Grant Hadoop superuser privileges to the new principals.
Configure backups, including setting the HadoopConfigDir configuration parameter, following the instructions in Configuring Hadoop and Vertica to Enable Backup of HDFS Storage .
Configure user impersonation to be able to restore from backups following the instructions in "Setting Kerberos Parameters" in Configuring Vertica to Restore HDFS Storage Locations.

Because the keytab file supplies the principal used to create the location, you must have it in place before creating the storage location. After you deploy keytab files to all database nodes, use the CREATE LOCATION statement to create the storage location as usual.

Verifying Kerberos Configuration

Use the KERBEROS_HDFS_CONFIG_CHECK metafunction to verify that Vertica can use Kerberos to access HDFS. You can call it with no parameters to test all paths described in the Hadoop configuration files.

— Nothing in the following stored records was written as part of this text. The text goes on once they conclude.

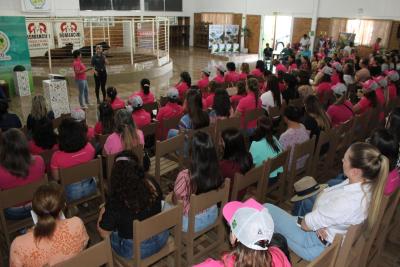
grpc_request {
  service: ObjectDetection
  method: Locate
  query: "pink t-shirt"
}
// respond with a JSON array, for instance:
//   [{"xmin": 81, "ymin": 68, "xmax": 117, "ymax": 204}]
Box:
[
  {"xmin": 111, "ymin": 96, "xmax": 125, "ymax": 110},
  {"xmin": 326, "ymin": 100, "xmax": 354, "ymax": 127},
  {"xmin": 236, "ymin": 92, "xmax": 261, "ymax": 129},
  {"xmin": 104, "ymin": 129, "xmax": 144, "ymax": 155},
  {"xmin": 50, "ymin": 143, "xmax": 95, "ymax": 169},
  {"xmin": 72, "ymin": 58, "xmax": 86, "ymax": 80},
  {"xmin": 225, "ymin": 71, "xmax": 239, "ymax": 83},
  {"xmin": 384, "ymin": 168, "xmax": 400, "ymax": 196},
  {"xmin": 193, "ymin": 246, "xmax": 292, "ymax": 267},
  {"xmin": 0, "ymin": 155, "xmax": 46, "ymax": 190},
  {"xmin": 132, "ymin": 109, "xmax": 151, "ymax": 128}
]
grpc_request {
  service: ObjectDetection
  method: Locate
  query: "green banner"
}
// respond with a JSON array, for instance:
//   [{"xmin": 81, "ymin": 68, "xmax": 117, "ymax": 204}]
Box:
[{"xmin": 0, "ymin": 16, "xmax": 33, "ymax": 95}]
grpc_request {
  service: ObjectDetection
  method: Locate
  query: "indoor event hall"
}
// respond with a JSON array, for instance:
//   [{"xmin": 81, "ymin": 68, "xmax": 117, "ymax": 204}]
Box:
[{"xmin": 0, "ymin": 0, "xmax": 400, "ymax": 267}]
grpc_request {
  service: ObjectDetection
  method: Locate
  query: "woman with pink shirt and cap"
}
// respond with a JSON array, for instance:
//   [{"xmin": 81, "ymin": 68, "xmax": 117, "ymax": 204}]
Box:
[{"xmin": 195, "ymin": 198, "xmax": 291, "ymax": 267}]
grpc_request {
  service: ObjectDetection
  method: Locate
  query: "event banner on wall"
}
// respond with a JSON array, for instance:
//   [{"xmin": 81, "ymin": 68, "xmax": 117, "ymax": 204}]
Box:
[
  {"xmin": 26, "ymin": 20, "xmax": 54, "ymax": 57},
  {"xmin": 54, "ymin": 20, "xmax": 84, "ymax": 50},
  {"xmin": 0, "ymin": 17, "xmax": 33, "ymax": 94}
]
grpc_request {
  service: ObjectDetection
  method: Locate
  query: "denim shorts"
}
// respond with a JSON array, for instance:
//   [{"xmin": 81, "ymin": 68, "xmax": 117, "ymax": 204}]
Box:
[
  {"xmin": 111, "ymin": 230, "xmax": 169, "ymax": 259},
  {"xmin": 65, "ymin": 178, "xmax": 97, "ymax": 202}
]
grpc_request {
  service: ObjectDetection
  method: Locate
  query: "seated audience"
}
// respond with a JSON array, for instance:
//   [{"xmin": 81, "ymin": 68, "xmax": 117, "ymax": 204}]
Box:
[
  {"xmin": 97, "ymin": 151, "xmax": 169, "ymax": 259},
  {"xmin": 50, "ymin": 118, "xmax": 96, "ymax": 201},
  {"xmin": 0, "ymin": 129, "xmax": 46, "ymax": 220},
  {"xmin": 103, "ymin": 109, "xmax": 144, "ymax": 155},
  {"xmin": 172, "ymin": 131, "xmax": 224, "ymax": 232},
  {"xmin": 10, "ymin": 182, "xmax": 89, "ymax": 267}
]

Alternatively, you can specify hdfs, webhdfs, and WebHCat servers to test individually.

=> SELECT KERBEROS_HDFS_CONFIG_CHECK();
				
=> SELECT KERBEROS_HDFS_CONFIG_CHECK('node1.example.com:9433', 
	'node2.example.com:10443', 'node2.example.com:14443');

This function does not yet check access to HiveServer2.

Token Expiration

Vertica attempts to automatically refresh Hadoop tokens before they expire, but you can also set a minimum refresh frequency if you prefer. Use the HadoopFSTokenRefreshFrequency configuration parameter to specify the frequency in seconds:

=> ALTER DATABASE exampledb SET HadoopFSTokenRefreshFrequency = '86400';

If the current age of the token is greater than the value specified in this parameter, Vertica refreshes the token before accessing data stored in HDFS.